でも、女性にしては鋭い目とぶっきらぼうな物言いが玉に瑕で一部の人からは恐がられたりもしますが腕は確かで周囲の信頼は厚く、『口は悪いけど腕は立つ』という言葉の代表例みたいな人なのです。
私はもっと笑顔を見せるようにした方がいいんじゃないかなと思うだけどなぁ。
そうすれば男性から凄く人気出ると思うのに。
私と違って美人だし、胸だって私と違って凄く大きいし・・・・。
ふん、いいもんいいもん!私はまだ成長期だからこれから大きくなるんだもん!!
「2人とも、そろそろ準備しないと遅刻するよー」
そう言って2人を促したのは十昭兄さん。
歳は私の2コ上で私立逢越学園の3年生で生徒会長を務めています。
一言で言えばマイペースで周囲の人は十昭兄さんのペースに知らず知らずのうちに巻き込まれて毒気を抜かれてしまう事があります。
頭もよく器用で物事のイニシアティブを握っているタイプで一見完璧超人のようですが実は背が低い事を気にしています。
確か身長157cmだったかな?
その事を指摘すると物凄い笑顔で「ぶっ殺すぞぉ♪」と言われるので注意が必要です。
さて、十昭兄さんの指摘があったように千尋兄さんと百代姉さんはそろそろ家を出ないとマズイ時間です。
社会人って本当に大変なんだなぁ。
「では、俺ははもう行く」
「私も行く。

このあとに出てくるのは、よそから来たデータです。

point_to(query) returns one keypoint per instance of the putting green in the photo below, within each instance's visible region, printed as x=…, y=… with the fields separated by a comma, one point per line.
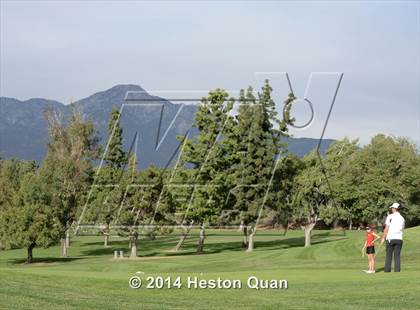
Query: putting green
x=328, y=275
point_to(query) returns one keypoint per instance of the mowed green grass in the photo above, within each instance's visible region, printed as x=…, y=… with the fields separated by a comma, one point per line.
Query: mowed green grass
x=327, y=275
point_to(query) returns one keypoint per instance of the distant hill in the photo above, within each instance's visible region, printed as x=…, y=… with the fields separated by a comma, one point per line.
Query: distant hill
x=23, y=130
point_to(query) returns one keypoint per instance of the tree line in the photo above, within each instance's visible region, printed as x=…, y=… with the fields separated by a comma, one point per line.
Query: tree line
x=235, y=171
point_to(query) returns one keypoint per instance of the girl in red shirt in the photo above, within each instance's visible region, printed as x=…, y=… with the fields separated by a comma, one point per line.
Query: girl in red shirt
x=369, y=245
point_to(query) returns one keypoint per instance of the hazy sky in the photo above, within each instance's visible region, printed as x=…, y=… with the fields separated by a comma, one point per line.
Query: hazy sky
x=68, y=50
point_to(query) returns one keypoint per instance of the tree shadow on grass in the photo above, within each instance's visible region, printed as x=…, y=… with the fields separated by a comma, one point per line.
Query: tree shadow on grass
x=160, y=245
x=44, y=260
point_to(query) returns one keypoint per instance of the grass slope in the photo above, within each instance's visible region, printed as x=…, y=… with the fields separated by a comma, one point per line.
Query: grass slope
x=325, y=276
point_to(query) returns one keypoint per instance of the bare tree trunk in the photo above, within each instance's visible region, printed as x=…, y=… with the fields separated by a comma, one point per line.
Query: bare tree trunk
x=63, y=247
x=184, y=236
x=201, y=238
x=241, y=226
x=68, y=238
x=308, y=232
x=106, y=234
x=133, y=244
x=245, y=237
x=251, y=239
x=29, y=258
x=285, y=229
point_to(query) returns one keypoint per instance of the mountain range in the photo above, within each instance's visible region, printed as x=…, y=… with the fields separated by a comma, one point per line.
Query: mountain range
x=150, y=124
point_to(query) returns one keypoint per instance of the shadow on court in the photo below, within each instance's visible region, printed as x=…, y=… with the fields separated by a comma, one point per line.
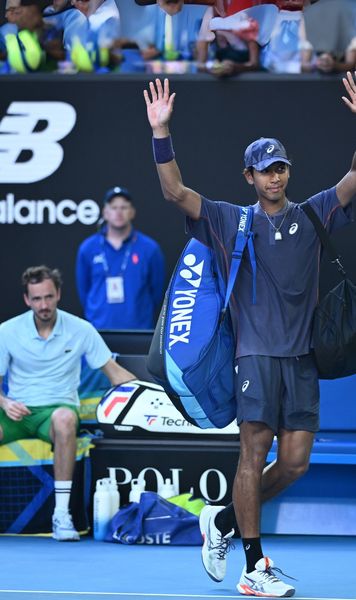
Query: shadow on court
x=36, y=568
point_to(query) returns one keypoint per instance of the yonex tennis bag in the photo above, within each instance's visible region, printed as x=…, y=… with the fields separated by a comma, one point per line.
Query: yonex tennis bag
x=334, y=324
x=193, y=346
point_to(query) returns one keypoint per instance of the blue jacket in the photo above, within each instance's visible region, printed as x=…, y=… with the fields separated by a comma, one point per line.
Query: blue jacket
x=139, y=262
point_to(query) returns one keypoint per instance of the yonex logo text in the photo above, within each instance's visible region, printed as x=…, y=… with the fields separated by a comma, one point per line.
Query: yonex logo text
x=194, y=269
x=245, y=385
x=181, y=316
x=243, y=217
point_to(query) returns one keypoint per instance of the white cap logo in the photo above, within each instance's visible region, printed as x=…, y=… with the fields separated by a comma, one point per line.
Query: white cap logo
x=194, y=270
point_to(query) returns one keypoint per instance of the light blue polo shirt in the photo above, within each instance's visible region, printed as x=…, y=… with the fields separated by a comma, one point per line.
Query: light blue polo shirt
x=47, y=371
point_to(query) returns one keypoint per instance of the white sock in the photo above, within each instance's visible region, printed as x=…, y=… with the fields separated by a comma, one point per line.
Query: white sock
x=62, y=491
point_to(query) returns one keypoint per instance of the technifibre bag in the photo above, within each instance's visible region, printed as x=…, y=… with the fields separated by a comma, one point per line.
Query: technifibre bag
x=193, y=346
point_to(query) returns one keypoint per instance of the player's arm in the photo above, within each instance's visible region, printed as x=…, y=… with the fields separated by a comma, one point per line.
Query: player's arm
x=346, y=188
x=14, y=410
x=159, y=103
x=115, y=373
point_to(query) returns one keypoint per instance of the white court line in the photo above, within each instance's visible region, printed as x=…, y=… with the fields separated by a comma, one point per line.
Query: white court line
x=146, y=595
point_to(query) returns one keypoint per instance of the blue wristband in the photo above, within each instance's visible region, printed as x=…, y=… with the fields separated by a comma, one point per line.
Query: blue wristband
x=163, y=149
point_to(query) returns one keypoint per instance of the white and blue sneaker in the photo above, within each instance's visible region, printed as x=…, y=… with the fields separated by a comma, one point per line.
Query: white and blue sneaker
x=63, y=528
x=263, y=582
x=215, y=545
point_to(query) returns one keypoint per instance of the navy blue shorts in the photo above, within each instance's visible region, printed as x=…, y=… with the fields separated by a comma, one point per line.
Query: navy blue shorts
x=280, y=392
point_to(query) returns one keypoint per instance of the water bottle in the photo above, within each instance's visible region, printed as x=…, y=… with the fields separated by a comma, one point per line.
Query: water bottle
x=114, y=495
x=102, y=509
x=137, y=488
x=167, y=490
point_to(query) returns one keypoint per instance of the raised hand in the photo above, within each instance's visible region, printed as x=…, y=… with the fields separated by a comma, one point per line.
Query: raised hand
x=350, y=85
x=159, y=103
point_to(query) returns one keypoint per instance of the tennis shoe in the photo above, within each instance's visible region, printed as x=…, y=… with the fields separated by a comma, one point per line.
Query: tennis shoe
x=263, y=581
x=215, y=545
x=63, y=528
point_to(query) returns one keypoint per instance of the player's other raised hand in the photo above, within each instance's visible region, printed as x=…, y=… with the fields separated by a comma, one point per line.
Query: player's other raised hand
x=350, y=86
x=159, y=103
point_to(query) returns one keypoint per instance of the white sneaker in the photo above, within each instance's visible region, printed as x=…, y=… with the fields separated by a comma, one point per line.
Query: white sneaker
x=263, y=582
x=63, y=528
x=215, y=546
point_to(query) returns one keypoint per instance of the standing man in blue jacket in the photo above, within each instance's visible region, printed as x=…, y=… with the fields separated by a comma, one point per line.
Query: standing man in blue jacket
x=120, y=271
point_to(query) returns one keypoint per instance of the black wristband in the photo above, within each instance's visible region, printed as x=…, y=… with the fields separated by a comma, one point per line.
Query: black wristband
x=163, y=149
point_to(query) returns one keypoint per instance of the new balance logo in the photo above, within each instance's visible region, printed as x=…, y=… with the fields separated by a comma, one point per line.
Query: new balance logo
x=193, y=274
x=29, y=136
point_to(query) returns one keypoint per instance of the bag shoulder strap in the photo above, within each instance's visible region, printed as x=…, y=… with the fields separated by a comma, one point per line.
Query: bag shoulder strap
x=324, y=237
x=244, y=237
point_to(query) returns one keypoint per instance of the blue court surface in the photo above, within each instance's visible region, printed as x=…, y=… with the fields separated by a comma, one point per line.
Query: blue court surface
x=43, y=569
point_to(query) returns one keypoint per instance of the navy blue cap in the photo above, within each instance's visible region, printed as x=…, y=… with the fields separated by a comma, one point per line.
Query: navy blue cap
x=264, y=152
x=117, y=191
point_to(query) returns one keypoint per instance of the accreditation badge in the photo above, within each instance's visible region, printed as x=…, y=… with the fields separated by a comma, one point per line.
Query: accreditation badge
x=114, y=290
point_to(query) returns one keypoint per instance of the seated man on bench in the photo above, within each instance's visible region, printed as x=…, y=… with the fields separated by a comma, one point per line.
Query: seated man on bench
x=41, y=352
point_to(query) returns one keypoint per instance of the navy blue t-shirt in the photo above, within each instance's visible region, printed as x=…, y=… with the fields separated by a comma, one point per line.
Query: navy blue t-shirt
x=279, y=323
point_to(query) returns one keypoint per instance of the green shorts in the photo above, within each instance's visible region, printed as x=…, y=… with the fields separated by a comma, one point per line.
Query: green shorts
x=35, y=425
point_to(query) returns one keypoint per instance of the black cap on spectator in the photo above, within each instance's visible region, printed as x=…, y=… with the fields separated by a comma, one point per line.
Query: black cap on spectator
x=117, y=191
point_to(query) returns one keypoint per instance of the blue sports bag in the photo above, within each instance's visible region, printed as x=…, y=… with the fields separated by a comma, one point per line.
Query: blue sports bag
x=154, y=520
x=193, y=346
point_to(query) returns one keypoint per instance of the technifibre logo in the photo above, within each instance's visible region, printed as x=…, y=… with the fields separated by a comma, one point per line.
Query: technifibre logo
x=184, y=301
x=30, y=152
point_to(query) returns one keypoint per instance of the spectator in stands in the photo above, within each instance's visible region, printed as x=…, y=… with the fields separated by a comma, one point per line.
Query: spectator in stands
x=120, y=271
x=235, y=51
x=288, y=50
x=137, y=30
x=173, y=32
x=330, y=28
x=41, y=352
x=34, y=36
x=171, y=7
x=103, y=36
x=67, y=20
x=9, y=26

今日はちょっと早めに着きたいから」
「二人共、いってらしゃ~い」
「いってらっしゃい」
十昭兄さんと一緒に2人を見送る。
「さて、僕達も準備して行こうか」
「うん」
鞄を手に取って靴を履いて私達は玄関を出た。
「忘れ物は無い?」
「うん、大丈夫」
「じゃ、行こう」
「うん」
十昭兄さんと並んで歩き出す。
逢越学園は家からは徒歩で10分ほどのところにあるので余裕を持って行動すれば時間を気にする必要はさほどありません。
これから始まる高校生活に私は胸を躍らせる。
「ん~♪んん~ん~♪」
鼻歌を歌いながら思わずスキップしてしまいそうなほど私は舞い上がっています。
何だか心が勝手に高揚してしまってどうしようもない状態です。
私って結構浮かれ者みたい。
「・・・」
「ん?なに十昭兄さん?」
十昭兄さんが落ち着いた目で私を見ていたので気になった私は訊ねてみた。
「壱佳はまだまだ子供だなと思ってさ」
「えーっ!?ひどーい十昭兄さん!」
「そうやって怒るところが子供だな」
「むぅー」
「あはははっ」
笑いながら十昭兄さんが歩き出す。
頬を膨らませながら私はその後に続いた。
「じゃ、クラス分け見てくるね」
「ああ、僕も入学式の準備に行くよ」
「うん、またあとでね」
「僕のスピーチ、ちゃんと寝ないで聞いてるんだぞ」
「わかってるよ。それじゃね」
十昭は体育館の方へ歩いて行った。
1人校門に残された壱佳はふっと空を見上げた。雲一つ無い快晴で絶好の入学式日和だ。
見上げた視界には校門に掲げられた大きな看板がありそこにはこう書かれていた。
『ようこそ逢越学園へ』
「私も行こう♪」
壱佳はクラス分が掲示されている掲示板へと歩き出した。